Station Casinos bondholders are being asked to approve a prepackaged bankruptcy restructuring deal that involves exchanging their bonds for others worth less money, with a cash sweetener. Bondholders could accept the deal, expediting the court process and keeping the Fertitta family at the helm of the company. Or they could reject it and force the company into traditional bankruptcy, where creditors are on their own.
Last year, Station offered to exchange the bonds for discounted ones that would have been worth more than what the company is offering now. The kicker this time around is a proposed $244 million cash infusion from owners Frank and Lorenzo Fertitta and partner Colony Capital.
The idea is similar to the $1 billion infusion made by Las Vegas Sands Chief Executive Sheldon Adelson and his family last year. The cash reduced the company’s debt to a more manageable level, preventing lenders from forcing the company into bankruptcy.
At a time when company owners are either booted by investors for letting their companies fall into the hands of bottom-feeding creditors or competitors, these epic bailouts look like throwbacks to another era.
Cut off from bank loans and traditional financing during its early days, the casino industry relied on the wealth of a small group of insiders who understood its peculiarities.
The Fertittas, who learned the business from their father, have always viewed their industry as a long-term growth opportunity and chafed under the quarterly profit-driven demands of Wall Street.
It’s up to bondholders to decide whether the Fertittas know more about their business than anyone else and should be running the show.
If the economy doesn’t recover as Station expects it will, that $244 million, just like Adelson’s billion-dollar investment, will disappear.
Analyst Barbara Cappaert of bond research firm KDP Investment Advisors says such cash infusions by owners are unusual in this downturn. Many struggling companies have offered bondholders discounted notes to reduce interest costs but have put no new cash, as equity, into their companies.
Among them is Harrah’s Entertainment, which has a debt problem similar to Station’s after going private in early 2008. Private equity owners Apollo Management and TPG didn’t put in any cash to sweeten that bond exchange.
“Some equity holders are waiting to determine just how low this market goes, they’re walking away, or they don’t have the money to get back in,” Cappaert said.
Putting in new equity is better for bondholders than last year’s offer, but Cappaert said bondholders would still like to get more for helping Station restructure.

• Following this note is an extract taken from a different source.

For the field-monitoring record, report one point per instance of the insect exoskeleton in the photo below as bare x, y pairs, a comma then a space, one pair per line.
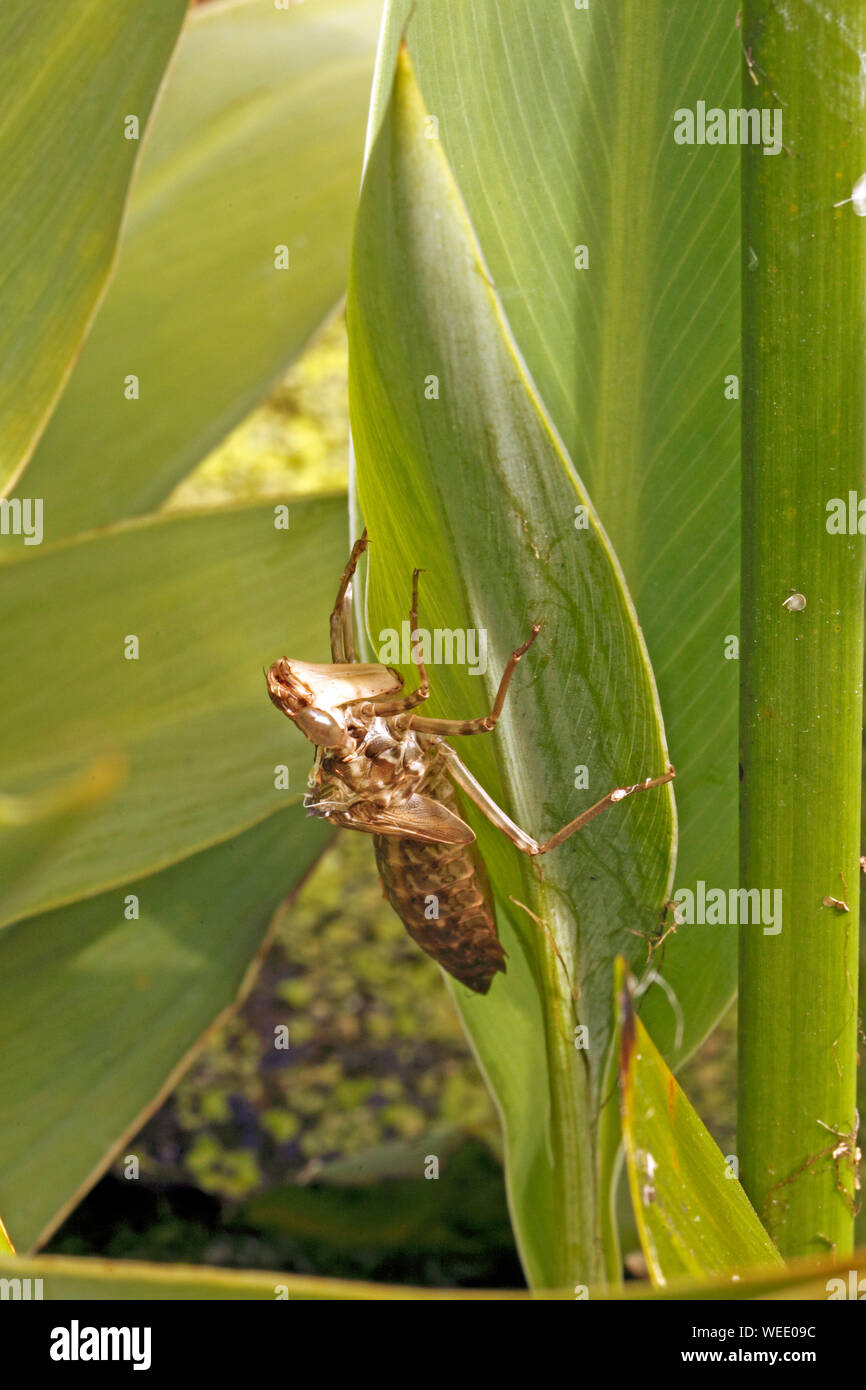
388, 772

With a piece of the equity, bondholders would be able to participate in more of the upside if the economy recovers by 2010, Cappaert said. This plan would keep Station’s bank lenders satisfied through the rest of this year, she said.
Bonds can rise from depressed levels but are worth only face value, whereas stocks are also valued based upon future opportunities and other intangibles.

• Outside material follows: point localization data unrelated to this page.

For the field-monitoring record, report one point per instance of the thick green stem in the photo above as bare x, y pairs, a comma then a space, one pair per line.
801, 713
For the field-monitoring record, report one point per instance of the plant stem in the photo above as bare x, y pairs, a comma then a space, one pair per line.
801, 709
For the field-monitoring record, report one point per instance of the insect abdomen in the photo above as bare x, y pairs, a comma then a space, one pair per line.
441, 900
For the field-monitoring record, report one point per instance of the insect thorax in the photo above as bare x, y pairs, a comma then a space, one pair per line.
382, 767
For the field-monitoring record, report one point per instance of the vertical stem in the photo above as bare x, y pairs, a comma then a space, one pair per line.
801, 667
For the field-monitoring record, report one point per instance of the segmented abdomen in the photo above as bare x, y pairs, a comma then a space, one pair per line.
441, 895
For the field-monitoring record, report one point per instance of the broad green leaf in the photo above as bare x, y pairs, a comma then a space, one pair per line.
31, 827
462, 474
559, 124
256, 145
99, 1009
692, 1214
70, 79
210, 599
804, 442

With earnings down, no major gaming deals to speak of and financing virtually nonexistent, Station’s unsecured bonds are trading at about 25 cents on the dollar and its subordinated bonds are trading at about 4 cents on the dollar — leaving a lot of room, Cappaert said, for improvement.
Some major law firms are depending on cash infusions from partners and even associates to stay afloat. But that’s peanuts compared with the bailout offers from Adelson and the Fertittas.
“It’s a substantial risk,” said Mel Jameson, a professor of finance at UNLV. “They are making an investment that the market as a whole is unwilling to do. But they have the resources and are familiar with the reality of the business.”
Correction: This story has been changed to reflect that owners Frank and Lorenzo Fertitta and partner Colony Capital are proposing a $244 million cash infusion, not $244 billion.